Microorganisms. 2020 Apr 22;8(4):607. doi: 10.3390/microorganisms8040607.


Bacillus cereus produces many factors linked to pathogenesis and is recognized for causing gastrointestinal toxemia and infections. B. cereus also causes a fulminant and often blinding intraocular infection called endophthalmitis. We reported that the PlcR/PapR system regulates intraocular virulence, but the specific factors that contribute to B. cereus virulence in the eye remain elusive. Here, we compared gene expression in ex vivo vitreous humor with expression in Luria Bertani (LB) and Brain Heart Infusion (BHI) broth by RNA-Seq. The expression of several cytolytic toxins in vitreous was less than or similar to levels observed in BHI or LB. Regulators of virulence genes, including PlcR/PapR, were expressed in vitreous.

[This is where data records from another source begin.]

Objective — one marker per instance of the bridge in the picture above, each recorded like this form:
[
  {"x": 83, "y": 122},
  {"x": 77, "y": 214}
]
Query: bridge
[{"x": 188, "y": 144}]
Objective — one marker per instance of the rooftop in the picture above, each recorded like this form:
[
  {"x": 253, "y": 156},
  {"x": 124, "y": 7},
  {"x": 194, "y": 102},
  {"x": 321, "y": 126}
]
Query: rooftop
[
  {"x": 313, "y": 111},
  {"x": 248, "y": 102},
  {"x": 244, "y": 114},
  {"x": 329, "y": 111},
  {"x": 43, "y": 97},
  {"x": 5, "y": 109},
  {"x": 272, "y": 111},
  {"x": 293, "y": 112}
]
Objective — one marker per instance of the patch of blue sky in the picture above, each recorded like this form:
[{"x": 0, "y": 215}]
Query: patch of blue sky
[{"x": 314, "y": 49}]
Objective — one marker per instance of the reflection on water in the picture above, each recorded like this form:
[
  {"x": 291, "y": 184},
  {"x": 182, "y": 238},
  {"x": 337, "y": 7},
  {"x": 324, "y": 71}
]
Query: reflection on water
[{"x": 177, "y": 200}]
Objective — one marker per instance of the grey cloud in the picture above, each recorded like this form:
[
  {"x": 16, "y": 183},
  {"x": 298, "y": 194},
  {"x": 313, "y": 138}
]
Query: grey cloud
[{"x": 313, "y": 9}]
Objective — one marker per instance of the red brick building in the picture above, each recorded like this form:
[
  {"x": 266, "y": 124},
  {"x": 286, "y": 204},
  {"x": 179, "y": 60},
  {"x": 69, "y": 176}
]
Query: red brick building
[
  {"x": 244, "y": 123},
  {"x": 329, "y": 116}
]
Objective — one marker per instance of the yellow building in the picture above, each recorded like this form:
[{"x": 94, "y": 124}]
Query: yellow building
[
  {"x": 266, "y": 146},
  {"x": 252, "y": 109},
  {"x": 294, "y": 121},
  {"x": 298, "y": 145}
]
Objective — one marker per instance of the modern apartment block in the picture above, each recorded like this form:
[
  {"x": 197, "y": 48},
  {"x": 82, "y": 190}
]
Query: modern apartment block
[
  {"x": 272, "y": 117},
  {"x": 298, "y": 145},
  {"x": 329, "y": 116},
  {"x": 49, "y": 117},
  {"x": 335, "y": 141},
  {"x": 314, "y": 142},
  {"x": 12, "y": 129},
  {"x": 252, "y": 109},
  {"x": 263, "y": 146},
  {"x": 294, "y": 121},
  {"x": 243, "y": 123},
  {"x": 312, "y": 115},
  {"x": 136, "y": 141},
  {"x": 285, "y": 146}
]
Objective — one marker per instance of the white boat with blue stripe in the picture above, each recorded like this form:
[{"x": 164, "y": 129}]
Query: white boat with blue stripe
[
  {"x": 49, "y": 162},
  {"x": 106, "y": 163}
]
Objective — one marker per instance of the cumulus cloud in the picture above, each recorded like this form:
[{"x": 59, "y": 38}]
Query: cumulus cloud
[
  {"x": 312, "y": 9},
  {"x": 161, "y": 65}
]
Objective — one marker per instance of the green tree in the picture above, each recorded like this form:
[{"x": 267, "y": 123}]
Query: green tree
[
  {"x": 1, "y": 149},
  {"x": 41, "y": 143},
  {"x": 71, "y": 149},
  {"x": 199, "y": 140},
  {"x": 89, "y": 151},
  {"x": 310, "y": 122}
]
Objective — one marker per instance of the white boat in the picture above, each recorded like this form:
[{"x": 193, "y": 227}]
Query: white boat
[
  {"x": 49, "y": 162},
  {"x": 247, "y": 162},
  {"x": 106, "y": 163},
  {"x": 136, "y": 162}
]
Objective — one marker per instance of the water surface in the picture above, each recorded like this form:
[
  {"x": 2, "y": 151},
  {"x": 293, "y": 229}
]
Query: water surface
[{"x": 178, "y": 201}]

PlcR/PapR was expressed at low levels, though we reported that PlcR-deficient B. cereus was attenuated in the eye. Chemotaxis and motility genes were expressed at similar levels in LB and BHI, but at low to undetectable levels in vitreous, although motility is an important phenotype for B. cereus in the eye. Superoxide dismutase, a potential inhibitor of neutrophil activity in the eye during infection, was the most highly expressed gene in vitreous. Genes previously reported to be important to intraocular virulence were expressed at low levels in vitreous under these conditions, possibly because in vivo cues are required for higher level expression. Genes expressed in vitreous may contribute to the unique virulence of B. cereus endophthalmitis, and future analysis of the B. cereus virulome in the eye will identify those expressed in vivo, which could potentially be targeted to arrest virulence.

Keywords: Bacillus cereus; endophthalmitis; ocular environment; ocular infections; virulence determinants; vitreous.